ISABEL COCKAYNE Village life faces ruin with thousands of post offices likely to close after the collapse of a £1bn pensions' payment contract.

ISABEL COCKAYNE

Village life faces ruin with thousands of post offices likely to close after the collapse of a £1bn pensions' payment contract, it emerged last night.

From 2010 the Department for Work and Pensions (DWP) will no longer pay for the Post Office card account which replaced pension books last year.

Last night sub-postmasters accused the government of ignoring remote villages, saying if the card account went, fewer pensioners would visit post offices leading to closures.

Colin Baker, general secretary for the National Federation of Sub-Postmasters, fears there will be closures and that would rip the "heart out of the community" with less people using other local businesses too, spelling rural decline.

But the DWP said the contract with the Royal Mail for the card account - worth £1bn from 2003 to 2010 - was only ever supposed to be an interim measure.

When the DWP scrapped pension books in favour of paying cash into bank accounts in February, customers wanted a simple mechanism to get their pensions and the card account was an answer to that.

Sources axing the card account would be a double whammy for post offices - lost business and a fall in the number of customers.

And as rural communities tend to have fewer customers, they are more vulnerable.

Mr Baker said: "The card account is the mainstay of post offices.

"If that footfall stops, post offices will be forced out of business and that very often means you take the heart of a village as well.
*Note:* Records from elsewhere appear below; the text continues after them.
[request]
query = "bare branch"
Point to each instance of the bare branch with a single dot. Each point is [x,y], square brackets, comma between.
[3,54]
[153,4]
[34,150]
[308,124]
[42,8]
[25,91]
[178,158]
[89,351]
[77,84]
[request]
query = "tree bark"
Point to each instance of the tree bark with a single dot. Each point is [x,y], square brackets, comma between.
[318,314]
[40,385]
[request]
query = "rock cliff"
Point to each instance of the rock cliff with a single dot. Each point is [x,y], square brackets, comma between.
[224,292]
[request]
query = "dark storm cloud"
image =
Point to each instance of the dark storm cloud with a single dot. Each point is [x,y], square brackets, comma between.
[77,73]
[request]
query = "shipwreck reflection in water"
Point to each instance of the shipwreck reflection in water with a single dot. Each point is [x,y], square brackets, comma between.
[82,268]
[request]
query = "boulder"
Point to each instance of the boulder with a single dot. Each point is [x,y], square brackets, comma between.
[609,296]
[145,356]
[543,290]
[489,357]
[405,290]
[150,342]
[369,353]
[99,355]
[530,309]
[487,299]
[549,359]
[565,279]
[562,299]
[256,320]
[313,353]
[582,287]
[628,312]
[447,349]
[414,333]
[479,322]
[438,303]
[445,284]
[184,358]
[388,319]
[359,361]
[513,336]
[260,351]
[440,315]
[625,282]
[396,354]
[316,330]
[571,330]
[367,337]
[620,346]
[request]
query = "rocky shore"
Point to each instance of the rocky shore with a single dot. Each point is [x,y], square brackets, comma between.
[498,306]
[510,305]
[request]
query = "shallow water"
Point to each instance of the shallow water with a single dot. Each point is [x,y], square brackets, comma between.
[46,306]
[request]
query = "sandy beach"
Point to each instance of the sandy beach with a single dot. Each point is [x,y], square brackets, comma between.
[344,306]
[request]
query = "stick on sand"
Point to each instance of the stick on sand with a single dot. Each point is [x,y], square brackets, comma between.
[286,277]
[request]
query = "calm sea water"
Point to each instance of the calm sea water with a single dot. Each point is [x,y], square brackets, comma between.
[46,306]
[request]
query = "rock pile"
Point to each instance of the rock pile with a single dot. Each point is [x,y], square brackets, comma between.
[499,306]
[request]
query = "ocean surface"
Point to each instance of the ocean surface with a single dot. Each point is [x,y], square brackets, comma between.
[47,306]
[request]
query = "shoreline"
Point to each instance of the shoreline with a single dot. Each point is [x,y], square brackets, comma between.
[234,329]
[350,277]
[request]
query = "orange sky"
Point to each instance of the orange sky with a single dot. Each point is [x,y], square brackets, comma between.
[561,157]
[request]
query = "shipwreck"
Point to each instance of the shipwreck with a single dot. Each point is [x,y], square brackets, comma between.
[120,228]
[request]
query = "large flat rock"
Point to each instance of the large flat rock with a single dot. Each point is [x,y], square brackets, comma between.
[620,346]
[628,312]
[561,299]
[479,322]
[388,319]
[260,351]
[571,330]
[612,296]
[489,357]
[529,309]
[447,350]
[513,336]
It's the halo effect.

"Where there is a post office counter there is often other shops which keeps cash in the community."

He criticised the Government's mixed messages as it is also fulfilling a pledge to plough £150m a year into post offices until 2008.

Stuart Colborne, in-formation adviser for Age Concern Norfolk, had major concerns about the withdrawal of the card account, predicting a "bleak" future for pensioners.

He said: "The obvious knock-on effect if the card account was to stop, would be where do older people get their cash?

"If you are out in rural areas, and Norfolk is predominately rural, banks are few and far between. It is looking a bit bleak."

And South West Norfolk MP Christopher Fraser said the Government had not given the support needed.

He said: "Because of their importance to rural communities,

"I am concerned that the Government should do all it can to make Post Offices viable and secure in the long term.

"I would also urge local people to use our post offices, or face the possibility of losing them."

A spokeswoman for the DWP admitted ditching the card account would make a huge saving, saying it cost £1 to pay pensions into each card account, but only a penny to pay into a bank account.

She said: "This card account system was always an interim measure.

"The contract was from 2003-2010 and it was a good move away from Giros.

"We were concerned for those people who have never had a bank account and it was to get them used to chip and pin."

She said of the 4.2 million pensioners who had card accounts, 70pc already had bank accounts.

About 1.3m people would still be affected by the changes.

She stressed the DWP believed there would be no change in footfall at post offices because they provided access to banks.

Royal Mail said it was talking to the DWP.